ルーンはペンを取り、迷いもせずさらさらと書いた。


 名前:ルーン

 職業:王子

 目的:勇者になるため


受付嬢は手を止めて眉をひそめた。


「……王子?あのー、現在お仕事をされていない場合、“無職”と書いていただいても問題ありませんが?」


ルーンは真顔で胸を張った。


「いやー、本当に王子なんです」


受付嬢はしばらく沈黙し、それから淡々と告げた。


「……少々お待ちください」


奥の扉が勢いよく開き、髭をたくわえた大柄な男が姿を現した。手に書類を握りしめ、目をギラつかせている。


「なんだなんだ、王子なんて寝ぼけたことを書いてるやつは!?」


ルーンは軽く手を上げ、にっこり微笑んだ。


「はじめまして、王子です」


ギルドマスターはルーンをじろりと見たあと、後ろに控えていたディルフェの顔を見て目を丸くした。

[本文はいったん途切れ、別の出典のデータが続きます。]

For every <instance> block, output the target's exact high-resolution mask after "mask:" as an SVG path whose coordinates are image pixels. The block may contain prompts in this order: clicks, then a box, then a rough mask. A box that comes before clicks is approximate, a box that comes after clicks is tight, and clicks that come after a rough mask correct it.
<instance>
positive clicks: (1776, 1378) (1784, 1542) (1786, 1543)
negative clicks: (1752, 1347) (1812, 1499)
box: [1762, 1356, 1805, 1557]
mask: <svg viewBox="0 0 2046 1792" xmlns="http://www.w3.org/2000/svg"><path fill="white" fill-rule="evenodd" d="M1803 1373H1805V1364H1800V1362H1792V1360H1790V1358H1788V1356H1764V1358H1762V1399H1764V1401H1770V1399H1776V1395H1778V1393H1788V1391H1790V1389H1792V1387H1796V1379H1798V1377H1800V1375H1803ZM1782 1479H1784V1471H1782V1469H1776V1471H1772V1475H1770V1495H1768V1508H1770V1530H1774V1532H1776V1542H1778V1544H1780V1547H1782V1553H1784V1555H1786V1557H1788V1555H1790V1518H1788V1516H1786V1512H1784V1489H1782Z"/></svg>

「……おい、ディルフェじゃねぇか! お前、まだ生きてたのか!」


ディルフェは肩をすくめ、軽く頭を下げる。


「お久しぶりです、ギルマス殿。ええ、なんとか死なずにやってます」


ギルドマスターはがははと笑い、カウンターを叩いた。


「ってことは──本物の王子様ってわけか!」


受付嬢がぽかんと口を開け、ルーンは少し照れながらも微笑む。


「そういうわけで、登録をお願いしたいんです」


ギルドマスターは腕を組み、しばらく考え込んだあと、眉をひそめた。


「しかし……王子が冒険者?」


ルーンはまっすぐギルドマスターを見返す。


「王子が冒険者になってはいけないって、どこかに書いてありますか?」


ギルドマスターは口を開きかけ、しばらく黙り込んだ。

そして大きく息を吐き、頭をかきながらぼやく。


「……いや、書いてねぇな」


ルーンはにっこり笑い、すかさず言った。


「じゃあ、登録お願いします!」


ギルドマスターは書類を引き寄せ、重々しく頷いた。


「……しゃあねぇ。登録だ。ただし、Fランクからだぞ。規則は規則だ。」


ルーンは即答した。


「もちろん!」


ギルドマスターはカウンター下から小さな木のバッジを取り出し、ルーンの手に押しつけるように渡した。


「これが冒険者の証だ」


ルーンはバッジを掲げて満面の笑み。


「よし、これで俺も冒険者だ!」


ディルフェは深いため息をついた。